Judith Shea is a sculptor who has been widely exhibited both nationally and internationally. Her one person exhibitions have included "Selected Works: 1979—1994," at Max Protetch Gallery in New York, "Recent Sculpture," at John Berggruen Gallery in San Francisco, and "Monuments and Statues," at the Whitney Museum of American Art at Philip Morris, in New York. Her work has been part of numerous group exhibitions including " In the Garden, In the Galleries, at the Walker Art Center, Minneapolis, "El Sueno de Egipto," at Centro Culturale de Arte Contemporaneo, in Mexico City, and "Encontros: Luso-Ameriocnos de Arte Contemporanea," at the Gulbenkian foundation in Lisbon, Portugal. Among her grants and awards are two Visual Arts Fellowships from the National Endowment for the Arts, a Rome Prize Fellowship from the American Academy in Rome, a Lila Wallace-Reader's Digest International Artists Award, and a Rockefeller Foundation Resident Fellowship to Bellagio Study and Conference Center. Her sculpture can be found in many public collections including: The Brooklyn Museum, the Walker Art Center, the Whitney Museum of American Art, the Dallas Museum of Fine Arts, and the Hirshhorn Museum and Sculpture Garden.
[Return]

Rebecca Sinkler is the former editor of the New York Times Book Review, a position she held from 1989 to 1995. She joined the New York Times in June 1985 as previewing editor of the Book Review and served as deputy editor from 1985 until 1989. Prior to joining the Times, Sinkler had been with the Philadelphia Inquirer for 10 years. From 1975 to 1979, she worked on the magazine and from 1979 to 1985, on the Book Review. Sinkler received her B.A. from the University of Pennsylvania in 1975. She is currently writing a book on family memoirs.
[Return]

Renee Stout is a sculptor and installation artist.
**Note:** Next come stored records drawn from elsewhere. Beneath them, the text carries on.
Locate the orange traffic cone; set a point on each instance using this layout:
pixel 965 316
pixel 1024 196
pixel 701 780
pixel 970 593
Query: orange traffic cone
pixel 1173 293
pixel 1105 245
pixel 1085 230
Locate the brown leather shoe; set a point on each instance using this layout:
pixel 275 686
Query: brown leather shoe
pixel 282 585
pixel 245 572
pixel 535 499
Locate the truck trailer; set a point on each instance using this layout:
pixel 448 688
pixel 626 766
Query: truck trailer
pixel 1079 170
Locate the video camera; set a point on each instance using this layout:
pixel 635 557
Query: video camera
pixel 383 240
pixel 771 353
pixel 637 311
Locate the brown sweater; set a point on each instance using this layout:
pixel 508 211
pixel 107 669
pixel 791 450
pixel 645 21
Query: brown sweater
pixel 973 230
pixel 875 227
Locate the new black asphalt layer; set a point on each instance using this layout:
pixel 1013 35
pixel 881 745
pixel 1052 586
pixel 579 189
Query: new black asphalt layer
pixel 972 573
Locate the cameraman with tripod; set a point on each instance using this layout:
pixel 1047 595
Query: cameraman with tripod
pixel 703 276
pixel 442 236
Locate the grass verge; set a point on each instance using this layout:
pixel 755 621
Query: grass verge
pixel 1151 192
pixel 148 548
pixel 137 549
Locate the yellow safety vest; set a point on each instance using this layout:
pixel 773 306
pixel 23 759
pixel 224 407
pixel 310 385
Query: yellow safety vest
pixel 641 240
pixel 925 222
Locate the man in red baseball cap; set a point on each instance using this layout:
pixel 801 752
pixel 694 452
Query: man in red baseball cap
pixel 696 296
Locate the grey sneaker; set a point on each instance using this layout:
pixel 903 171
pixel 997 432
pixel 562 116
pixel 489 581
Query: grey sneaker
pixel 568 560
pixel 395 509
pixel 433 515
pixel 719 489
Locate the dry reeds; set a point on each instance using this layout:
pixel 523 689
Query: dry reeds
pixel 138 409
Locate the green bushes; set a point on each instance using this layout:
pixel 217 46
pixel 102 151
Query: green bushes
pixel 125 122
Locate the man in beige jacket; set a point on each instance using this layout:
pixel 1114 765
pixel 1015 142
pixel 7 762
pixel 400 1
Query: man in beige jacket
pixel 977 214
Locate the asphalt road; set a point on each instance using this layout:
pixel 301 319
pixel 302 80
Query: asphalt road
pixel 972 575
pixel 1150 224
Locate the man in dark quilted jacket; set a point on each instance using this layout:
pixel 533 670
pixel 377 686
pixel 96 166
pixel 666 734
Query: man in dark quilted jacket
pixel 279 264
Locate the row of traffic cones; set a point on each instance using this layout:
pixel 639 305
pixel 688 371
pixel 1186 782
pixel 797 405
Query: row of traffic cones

She has received grants and awards from the Mid Atlantic Arts Foundation, The Louis Comfort Tiffany Foundation, the Pollack Krasner Foundation, and she received an artists residency at Northeastern University in Boston through the Afro-American Artists in Residence Program. Her work is included in the collections of the National Museum of American Art, Dallas Museum of Art, and the Virginia Museum of Fine Art, among others. Several solo exhibitions of her work have been mounted and her work has been part of many group exhibitions including "American Kaleidoscope: Themes and Perspectives in American Art," National Museum of American Art, "Gather Visions: Selected Works of African-American Women Artists," Anacosta Museum of the Smithsonian Institution, and "Art on the Edge: Metaphysical Metaphors," The High Museum.